Map of the Deadwater Wreck
This is a hand drawn paper map of the Wonnerup Deadwater showing research gathered by Thomas N O'Brien on the speculated wreck of a 17th century Dutch East Indies Company ship in the Deadwater.
The VOC Historical Society web site which is dedicated to the history of the world's first multi-national company - Vereenigde Oostindische Compagnie (United (Dutch) East Indies Company), or VOC states
"Centuries ago the Deadwater was an arm of a swiftly flowing river which ran through the coastal area known as the Vasse District. But sand gradually built up leaving the Deadwater very much as it is today, a mosquito infested lagoon of murky stagnant water. However, somewhere beneath the black mud and sand, lies the rotting timbers of an old wreck.
It was first discovered in 1834 when the original pioneer families settled in the area so it seems strange that none of the early explorers such as Baudin, Roe, Stirling and Bunbury, who had explored the area earlier, made any mention of it.
Many of the early settlers boarded it and fished from its deck, but unfortunately none of them were sufficiently interested to make a sketch of it or write down anything about its construction. The timbers were very rotten and it had settled deeply in the mud. Mr. George Layman was one of those who fished regularly from its deck when he was a boy. He said that when he and the boys jumped and played about on its deck it moved which seemed to indicate that it was not buried very deeply.
In 1845, Mr.
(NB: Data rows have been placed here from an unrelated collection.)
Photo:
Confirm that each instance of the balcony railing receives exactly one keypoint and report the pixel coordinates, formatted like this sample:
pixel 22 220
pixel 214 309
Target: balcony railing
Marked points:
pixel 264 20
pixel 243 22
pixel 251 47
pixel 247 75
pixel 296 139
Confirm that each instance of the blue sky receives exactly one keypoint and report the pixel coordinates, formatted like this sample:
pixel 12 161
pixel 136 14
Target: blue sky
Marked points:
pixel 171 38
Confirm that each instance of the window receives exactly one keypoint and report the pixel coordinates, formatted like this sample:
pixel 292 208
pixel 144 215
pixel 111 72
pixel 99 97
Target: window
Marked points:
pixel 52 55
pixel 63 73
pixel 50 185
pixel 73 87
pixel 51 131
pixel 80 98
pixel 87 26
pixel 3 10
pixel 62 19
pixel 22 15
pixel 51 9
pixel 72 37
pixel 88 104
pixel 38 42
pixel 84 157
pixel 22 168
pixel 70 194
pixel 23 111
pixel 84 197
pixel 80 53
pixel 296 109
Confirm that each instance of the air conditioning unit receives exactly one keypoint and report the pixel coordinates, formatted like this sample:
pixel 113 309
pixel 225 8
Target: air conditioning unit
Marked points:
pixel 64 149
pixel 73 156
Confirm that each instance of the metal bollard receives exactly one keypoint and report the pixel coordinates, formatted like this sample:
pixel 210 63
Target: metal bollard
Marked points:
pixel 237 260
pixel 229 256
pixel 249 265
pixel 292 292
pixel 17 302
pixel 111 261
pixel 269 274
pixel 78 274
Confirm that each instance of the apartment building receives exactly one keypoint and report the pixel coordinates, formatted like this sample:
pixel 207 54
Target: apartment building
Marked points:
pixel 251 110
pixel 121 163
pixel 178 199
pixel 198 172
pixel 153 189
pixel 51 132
Clifton the Official Receiver of Wrecks for the Colony, said that it was evidently an ancient wreck and judging from mast rings and a grappling iron found nearby it must have been a ship of some considerable size. Some years later the explorer F. T. Gregory came across the ship and judged it to have been "of considerable tonnage" and wrecked for more than 200 years. As the years went by the wreck sank deeper and deeper into the mud until only two or three feet were left visible.
In 1876 Mr. J. G. Bussell found two old coins near the wreck which might have given a clue as to the country of the ship's origin, but he refused to show them to anyone. Shortly afterwards about 70lbs of quicksilver or mercury was found nearby which suggests that whatever her nationality she must have been engaged in Eastern trade. Large quantities of mercury were used in the East and it was a commodity much sought after.
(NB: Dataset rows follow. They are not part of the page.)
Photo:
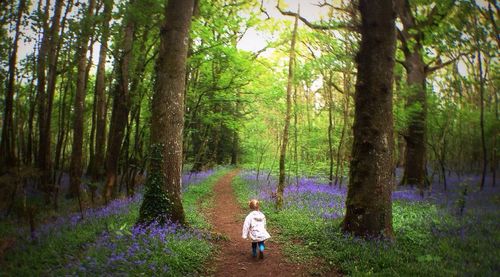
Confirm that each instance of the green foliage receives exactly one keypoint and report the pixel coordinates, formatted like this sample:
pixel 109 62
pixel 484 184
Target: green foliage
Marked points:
pixel 89 247
pixel 198 199
pixel 427 242
pixel 156 204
BY 1914 the wreck had disappeared completely, swallowed up by the Deadwater mud. Many stories of dark deeds, murder and piracy surround the wreck which makes it a fascinating mystery.
One such story dates back to the 1830's and concerns the massacre of the local Aborigines. They were wiped out by the early settlers who found thewreck. No record of this has been found and there seems to be no reason for it as the Aborigines were not a war like people. The story was told that they had many golden ornaments which they must have collected from the wreck and it was for these that they were killed. Others said it was because they knew too much about the wreck. Neither story can now be proved.
The wreck could be one of the 3 VOC ships still missing."
FINDINGS during RESEARCH
Thomas N. O'Brien
11 Upper Esplanade
Bunbury W.A. 6230
Ph. 21 2018
Prepared at Verbal request of Mr MIKE McGRATH
It is speculated that the Deadwater Wreck lies about half a mile up the Deadwater from the roadbridge at Lockeville House, Wonnerup about 150 miles south of Perth.
There is much controversy regarding this wreck which was seen and described during the 19th and early 20th centuries, but which has now disappeared under the shifting sands which margin the Deadwater of the Wonnerup Inlet. The coastline at this point has changed considerably over the years. There is a possibility that at some stage the entrance (or possibly entrances) to the Deadwater were considerably deeper than they have been in historical times.
Go to the Western Australian Museum Maritime Archaeology Database to see details of eyewitness accounts of this wreck from Frank Thomas Gregory (1861), Leonard Worsley Clifton (1876), E.L. Grant Watson (1910), Alfred Burt (1981) and Henry Charles Prinsep (1869).
The Deadwater wreck most probably pre-dates European settlement on the west coast, and is therefore of significance because of its age.